The Expendable

This capstone project began as a teardown and recreation of an existing video game. We were given just under four months as a team of six designers, with two artists joining us for the last month.

Our team chose to use Spyro the Dragon as our inspiration because it had clean and simple mechanics which we felt could be expanded on in interesting ways.

After we had recreated the core mechanics of Spyro the Dragon in Unreal Engine 4, we began to experiment with new mechanics to replace or modify the base we had developed.

This iteration process spanned the middle two months of development time and consisted of four two-week sprints in which each designer would develop new mechanics as well as blockout levels to showcase them. These iterations would regularly build off of each other, allowing us to work faster as we developed a code base and an understanding of the game over time.

During the last month, we focused on polishing the game by adding audio and video feedback for the player, new textures and assets courtesy of our art team, and bug hunting individually and as a team.

Trailer

We created a trailer for our game by cutting together gameplay footage and exported camera footage from UE4’s cinematic system.

Postmortem

Below is a short postmortem video recorded by the team during the last weeks of our degree program. We discuss what went well, what we could have done better, and what we learned from the project.

Preproduction

Our first month was spent primarily on getting the game in a functional prototype state so that we could begin our iteration. This meant getting the player model up and moving, creating a toybox for testing and metrics, and designing some of the earliest iterations of our base mechanics.

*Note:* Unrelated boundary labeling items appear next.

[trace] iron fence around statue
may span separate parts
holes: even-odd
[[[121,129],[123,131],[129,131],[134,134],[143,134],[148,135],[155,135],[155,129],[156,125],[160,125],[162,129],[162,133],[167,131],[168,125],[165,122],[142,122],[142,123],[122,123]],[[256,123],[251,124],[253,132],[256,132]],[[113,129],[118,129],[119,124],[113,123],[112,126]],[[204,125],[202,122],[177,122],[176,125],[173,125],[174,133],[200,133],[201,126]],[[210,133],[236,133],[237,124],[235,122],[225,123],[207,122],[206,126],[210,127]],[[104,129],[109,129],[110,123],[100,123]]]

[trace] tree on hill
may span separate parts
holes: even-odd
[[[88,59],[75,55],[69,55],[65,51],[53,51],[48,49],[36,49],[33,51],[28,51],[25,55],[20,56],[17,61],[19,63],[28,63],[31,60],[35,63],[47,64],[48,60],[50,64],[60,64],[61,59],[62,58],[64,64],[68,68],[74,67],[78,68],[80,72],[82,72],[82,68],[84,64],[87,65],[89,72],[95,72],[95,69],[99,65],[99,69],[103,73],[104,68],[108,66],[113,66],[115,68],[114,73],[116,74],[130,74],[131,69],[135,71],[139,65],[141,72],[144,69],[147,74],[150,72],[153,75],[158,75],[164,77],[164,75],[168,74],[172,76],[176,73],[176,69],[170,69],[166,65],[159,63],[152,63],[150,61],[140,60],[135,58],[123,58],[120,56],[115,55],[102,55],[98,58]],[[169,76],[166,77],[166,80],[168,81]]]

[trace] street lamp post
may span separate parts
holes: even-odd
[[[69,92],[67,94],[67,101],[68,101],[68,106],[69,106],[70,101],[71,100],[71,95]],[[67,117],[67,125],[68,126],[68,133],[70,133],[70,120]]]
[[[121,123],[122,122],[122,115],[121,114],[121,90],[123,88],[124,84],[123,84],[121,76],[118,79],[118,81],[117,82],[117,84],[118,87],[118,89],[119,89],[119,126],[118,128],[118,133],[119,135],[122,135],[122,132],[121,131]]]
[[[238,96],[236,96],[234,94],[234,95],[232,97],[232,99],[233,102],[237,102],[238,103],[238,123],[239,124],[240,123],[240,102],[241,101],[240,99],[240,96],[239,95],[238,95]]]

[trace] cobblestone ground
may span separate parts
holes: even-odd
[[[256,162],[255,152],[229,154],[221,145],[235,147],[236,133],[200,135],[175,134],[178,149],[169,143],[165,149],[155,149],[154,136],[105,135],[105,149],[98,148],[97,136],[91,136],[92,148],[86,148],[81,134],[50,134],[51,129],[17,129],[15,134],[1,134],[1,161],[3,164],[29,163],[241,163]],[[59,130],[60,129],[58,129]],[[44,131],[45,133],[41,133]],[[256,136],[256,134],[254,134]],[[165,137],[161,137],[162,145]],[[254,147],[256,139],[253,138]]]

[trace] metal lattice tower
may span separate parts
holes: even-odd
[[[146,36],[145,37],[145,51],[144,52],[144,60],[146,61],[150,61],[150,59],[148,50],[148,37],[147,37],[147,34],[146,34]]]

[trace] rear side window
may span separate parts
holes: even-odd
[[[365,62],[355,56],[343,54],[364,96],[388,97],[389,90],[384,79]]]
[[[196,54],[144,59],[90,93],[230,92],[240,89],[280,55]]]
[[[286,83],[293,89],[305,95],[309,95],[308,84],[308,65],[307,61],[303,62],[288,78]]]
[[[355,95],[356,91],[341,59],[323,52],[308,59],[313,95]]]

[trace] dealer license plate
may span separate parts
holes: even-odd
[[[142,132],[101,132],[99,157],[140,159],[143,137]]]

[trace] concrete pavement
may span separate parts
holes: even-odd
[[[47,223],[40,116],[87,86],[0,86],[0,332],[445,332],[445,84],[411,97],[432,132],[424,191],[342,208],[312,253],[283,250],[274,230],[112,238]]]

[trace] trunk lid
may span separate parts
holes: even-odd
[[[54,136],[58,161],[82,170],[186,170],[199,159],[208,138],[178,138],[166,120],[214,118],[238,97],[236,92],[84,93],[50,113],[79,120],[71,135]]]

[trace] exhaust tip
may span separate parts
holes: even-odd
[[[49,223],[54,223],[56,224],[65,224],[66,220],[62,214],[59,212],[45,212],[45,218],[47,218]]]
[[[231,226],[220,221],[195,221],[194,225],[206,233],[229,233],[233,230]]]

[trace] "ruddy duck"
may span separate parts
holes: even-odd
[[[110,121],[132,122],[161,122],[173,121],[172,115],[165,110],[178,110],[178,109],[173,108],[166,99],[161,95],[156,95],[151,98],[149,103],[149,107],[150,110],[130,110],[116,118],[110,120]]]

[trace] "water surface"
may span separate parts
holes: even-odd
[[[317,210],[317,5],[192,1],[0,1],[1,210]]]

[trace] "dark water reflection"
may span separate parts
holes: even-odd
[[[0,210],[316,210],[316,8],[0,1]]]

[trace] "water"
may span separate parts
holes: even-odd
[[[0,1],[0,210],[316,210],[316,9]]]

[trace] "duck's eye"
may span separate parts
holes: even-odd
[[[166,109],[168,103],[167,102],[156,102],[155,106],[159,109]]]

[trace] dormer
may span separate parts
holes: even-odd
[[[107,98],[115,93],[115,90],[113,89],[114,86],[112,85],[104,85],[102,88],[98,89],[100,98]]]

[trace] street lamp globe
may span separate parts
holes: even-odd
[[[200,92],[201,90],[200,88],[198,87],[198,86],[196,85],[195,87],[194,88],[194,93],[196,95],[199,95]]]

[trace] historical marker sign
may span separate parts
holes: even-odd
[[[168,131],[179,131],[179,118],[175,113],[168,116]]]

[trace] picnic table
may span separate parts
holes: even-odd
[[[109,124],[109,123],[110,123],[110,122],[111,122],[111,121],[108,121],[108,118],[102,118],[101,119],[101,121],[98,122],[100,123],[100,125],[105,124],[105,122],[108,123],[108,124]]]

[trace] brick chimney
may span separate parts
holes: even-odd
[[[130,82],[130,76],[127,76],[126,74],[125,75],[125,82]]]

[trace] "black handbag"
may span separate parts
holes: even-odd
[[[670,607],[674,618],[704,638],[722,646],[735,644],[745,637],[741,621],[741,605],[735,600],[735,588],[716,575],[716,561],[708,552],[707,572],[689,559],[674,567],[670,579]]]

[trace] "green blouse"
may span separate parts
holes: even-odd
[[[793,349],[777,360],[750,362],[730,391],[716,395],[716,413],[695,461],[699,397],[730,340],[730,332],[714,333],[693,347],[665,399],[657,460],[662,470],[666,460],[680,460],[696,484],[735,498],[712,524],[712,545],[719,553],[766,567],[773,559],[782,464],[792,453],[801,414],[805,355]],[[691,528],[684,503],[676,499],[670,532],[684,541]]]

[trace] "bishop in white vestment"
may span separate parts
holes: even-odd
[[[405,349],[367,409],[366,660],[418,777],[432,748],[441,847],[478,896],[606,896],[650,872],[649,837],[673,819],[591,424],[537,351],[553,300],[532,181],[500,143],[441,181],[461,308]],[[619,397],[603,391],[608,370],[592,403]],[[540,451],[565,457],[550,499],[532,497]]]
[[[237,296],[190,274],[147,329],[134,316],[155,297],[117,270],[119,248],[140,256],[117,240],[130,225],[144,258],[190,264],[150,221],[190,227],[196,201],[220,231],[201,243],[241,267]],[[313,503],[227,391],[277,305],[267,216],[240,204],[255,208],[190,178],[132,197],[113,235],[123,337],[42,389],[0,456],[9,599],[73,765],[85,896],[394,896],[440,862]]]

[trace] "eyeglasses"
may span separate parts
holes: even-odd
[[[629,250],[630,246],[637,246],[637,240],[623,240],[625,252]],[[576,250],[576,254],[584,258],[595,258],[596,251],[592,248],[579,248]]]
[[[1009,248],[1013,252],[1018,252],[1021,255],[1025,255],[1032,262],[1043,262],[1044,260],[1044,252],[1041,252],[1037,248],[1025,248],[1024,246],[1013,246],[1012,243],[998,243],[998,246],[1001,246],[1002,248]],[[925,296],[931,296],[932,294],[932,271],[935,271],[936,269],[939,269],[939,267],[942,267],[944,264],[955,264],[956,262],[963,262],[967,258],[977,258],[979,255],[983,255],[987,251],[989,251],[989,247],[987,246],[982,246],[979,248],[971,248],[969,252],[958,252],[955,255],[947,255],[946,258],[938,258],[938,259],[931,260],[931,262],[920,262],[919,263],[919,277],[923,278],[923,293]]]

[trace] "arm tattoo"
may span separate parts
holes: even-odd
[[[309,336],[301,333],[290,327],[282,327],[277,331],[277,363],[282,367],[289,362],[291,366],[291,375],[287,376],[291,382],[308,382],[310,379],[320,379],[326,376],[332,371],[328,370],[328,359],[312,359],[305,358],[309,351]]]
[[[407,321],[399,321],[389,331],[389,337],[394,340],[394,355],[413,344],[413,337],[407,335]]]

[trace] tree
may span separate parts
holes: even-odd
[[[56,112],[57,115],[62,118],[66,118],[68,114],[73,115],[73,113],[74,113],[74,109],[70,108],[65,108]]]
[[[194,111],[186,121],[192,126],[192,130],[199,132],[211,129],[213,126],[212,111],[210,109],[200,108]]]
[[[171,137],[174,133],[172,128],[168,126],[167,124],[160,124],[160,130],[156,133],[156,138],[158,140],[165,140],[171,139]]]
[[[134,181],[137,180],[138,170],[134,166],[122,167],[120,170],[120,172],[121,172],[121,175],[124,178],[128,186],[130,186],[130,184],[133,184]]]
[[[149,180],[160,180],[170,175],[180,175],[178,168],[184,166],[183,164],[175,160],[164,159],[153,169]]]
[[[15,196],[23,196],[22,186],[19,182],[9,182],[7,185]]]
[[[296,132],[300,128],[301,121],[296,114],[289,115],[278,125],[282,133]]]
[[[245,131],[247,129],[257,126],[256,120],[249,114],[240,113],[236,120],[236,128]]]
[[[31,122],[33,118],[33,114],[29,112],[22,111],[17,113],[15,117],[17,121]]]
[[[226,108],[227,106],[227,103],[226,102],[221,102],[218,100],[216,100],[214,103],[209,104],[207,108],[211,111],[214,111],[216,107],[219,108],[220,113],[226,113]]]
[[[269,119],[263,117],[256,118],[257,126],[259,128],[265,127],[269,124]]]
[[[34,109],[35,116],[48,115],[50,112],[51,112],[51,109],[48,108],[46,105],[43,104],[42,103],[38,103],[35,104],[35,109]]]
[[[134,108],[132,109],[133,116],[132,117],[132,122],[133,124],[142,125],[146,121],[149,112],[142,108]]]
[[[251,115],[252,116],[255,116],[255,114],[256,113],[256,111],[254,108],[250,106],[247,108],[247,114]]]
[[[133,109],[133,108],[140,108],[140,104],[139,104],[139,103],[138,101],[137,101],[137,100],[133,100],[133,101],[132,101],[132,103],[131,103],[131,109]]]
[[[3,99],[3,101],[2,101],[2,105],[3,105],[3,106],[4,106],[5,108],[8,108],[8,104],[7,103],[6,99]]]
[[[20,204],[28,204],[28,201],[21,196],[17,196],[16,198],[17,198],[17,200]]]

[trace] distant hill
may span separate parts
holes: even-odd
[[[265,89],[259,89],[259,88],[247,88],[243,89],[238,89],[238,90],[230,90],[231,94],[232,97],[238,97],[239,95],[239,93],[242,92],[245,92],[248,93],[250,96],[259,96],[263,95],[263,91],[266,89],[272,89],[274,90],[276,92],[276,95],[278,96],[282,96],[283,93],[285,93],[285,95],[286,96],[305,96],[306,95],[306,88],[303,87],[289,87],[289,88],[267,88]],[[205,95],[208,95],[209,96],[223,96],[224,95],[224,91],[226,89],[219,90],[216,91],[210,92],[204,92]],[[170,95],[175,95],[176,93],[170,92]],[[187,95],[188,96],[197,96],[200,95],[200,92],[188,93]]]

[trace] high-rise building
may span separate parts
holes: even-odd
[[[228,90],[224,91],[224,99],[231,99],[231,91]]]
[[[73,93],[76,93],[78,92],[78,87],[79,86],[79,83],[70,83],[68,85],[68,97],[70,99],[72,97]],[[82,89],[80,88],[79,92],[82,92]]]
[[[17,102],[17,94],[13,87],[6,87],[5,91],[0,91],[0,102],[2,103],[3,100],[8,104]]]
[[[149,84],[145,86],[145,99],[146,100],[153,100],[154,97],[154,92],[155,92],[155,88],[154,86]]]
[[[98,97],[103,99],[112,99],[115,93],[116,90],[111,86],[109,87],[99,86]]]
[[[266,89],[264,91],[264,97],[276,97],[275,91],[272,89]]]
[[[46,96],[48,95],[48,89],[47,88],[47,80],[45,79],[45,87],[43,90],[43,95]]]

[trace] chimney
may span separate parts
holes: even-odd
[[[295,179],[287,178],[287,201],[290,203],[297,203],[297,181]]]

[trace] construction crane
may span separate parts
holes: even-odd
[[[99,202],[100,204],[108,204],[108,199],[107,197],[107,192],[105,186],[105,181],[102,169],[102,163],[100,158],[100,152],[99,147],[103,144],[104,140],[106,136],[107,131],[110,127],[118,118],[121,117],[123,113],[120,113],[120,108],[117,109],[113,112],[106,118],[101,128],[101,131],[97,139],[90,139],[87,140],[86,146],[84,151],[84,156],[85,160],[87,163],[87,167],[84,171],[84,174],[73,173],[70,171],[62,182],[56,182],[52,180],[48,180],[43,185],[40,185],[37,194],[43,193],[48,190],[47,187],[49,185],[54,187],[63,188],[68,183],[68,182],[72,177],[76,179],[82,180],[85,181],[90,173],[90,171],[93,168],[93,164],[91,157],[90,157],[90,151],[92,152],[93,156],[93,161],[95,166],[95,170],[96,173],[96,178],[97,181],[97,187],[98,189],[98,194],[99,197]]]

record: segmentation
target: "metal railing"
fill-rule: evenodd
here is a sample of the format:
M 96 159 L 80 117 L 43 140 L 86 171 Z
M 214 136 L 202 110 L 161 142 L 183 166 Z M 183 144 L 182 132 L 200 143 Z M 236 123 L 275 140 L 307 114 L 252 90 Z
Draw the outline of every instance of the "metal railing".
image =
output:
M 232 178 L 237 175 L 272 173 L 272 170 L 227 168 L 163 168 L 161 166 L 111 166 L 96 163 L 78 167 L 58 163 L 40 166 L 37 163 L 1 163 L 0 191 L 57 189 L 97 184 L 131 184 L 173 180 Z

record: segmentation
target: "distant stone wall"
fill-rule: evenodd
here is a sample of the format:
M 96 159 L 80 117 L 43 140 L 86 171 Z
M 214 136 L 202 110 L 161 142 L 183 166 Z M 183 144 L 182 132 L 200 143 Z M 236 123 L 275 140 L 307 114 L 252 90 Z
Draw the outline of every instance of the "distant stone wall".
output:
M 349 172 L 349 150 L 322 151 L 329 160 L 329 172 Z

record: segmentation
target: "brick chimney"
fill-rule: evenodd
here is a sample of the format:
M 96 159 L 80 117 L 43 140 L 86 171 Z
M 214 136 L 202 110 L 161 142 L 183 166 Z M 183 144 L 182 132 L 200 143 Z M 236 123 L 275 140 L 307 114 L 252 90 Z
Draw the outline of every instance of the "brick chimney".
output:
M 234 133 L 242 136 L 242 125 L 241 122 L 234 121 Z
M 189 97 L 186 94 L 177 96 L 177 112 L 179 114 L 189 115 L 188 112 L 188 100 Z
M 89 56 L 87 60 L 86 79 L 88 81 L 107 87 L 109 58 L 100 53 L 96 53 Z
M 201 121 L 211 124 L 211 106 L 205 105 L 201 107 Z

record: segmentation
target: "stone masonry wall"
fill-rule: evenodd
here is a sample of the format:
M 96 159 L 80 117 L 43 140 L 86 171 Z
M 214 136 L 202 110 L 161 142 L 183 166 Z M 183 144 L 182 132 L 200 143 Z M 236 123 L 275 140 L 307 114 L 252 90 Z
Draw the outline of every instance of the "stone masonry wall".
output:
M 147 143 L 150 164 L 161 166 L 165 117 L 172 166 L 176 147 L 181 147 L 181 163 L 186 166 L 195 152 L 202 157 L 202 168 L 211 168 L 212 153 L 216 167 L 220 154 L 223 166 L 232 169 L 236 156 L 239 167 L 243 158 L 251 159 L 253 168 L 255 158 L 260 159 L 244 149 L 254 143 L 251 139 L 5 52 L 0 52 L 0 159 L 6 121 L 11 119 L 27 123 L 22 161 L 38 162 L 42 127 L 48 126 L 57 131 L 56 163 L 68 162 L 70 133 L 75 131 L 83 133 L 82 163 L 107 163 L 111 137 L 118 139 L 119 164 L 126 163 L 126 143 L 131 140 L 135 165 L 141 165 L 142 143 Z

Selected Milestone Reviews

Systems Integration

This is where we started implementing new ideas into the game. Each designer was tasked with creating at least one major mechanic and one blockout level per sprint, giving us a wide range of ideas to work with when the time came to narrow them down.

Game Balancing

As we passed the halfway point of the project, the team began focusing more on refining and building on our original ideas. This is where the game stopped playing like Spyro the Dragon and became its own experience.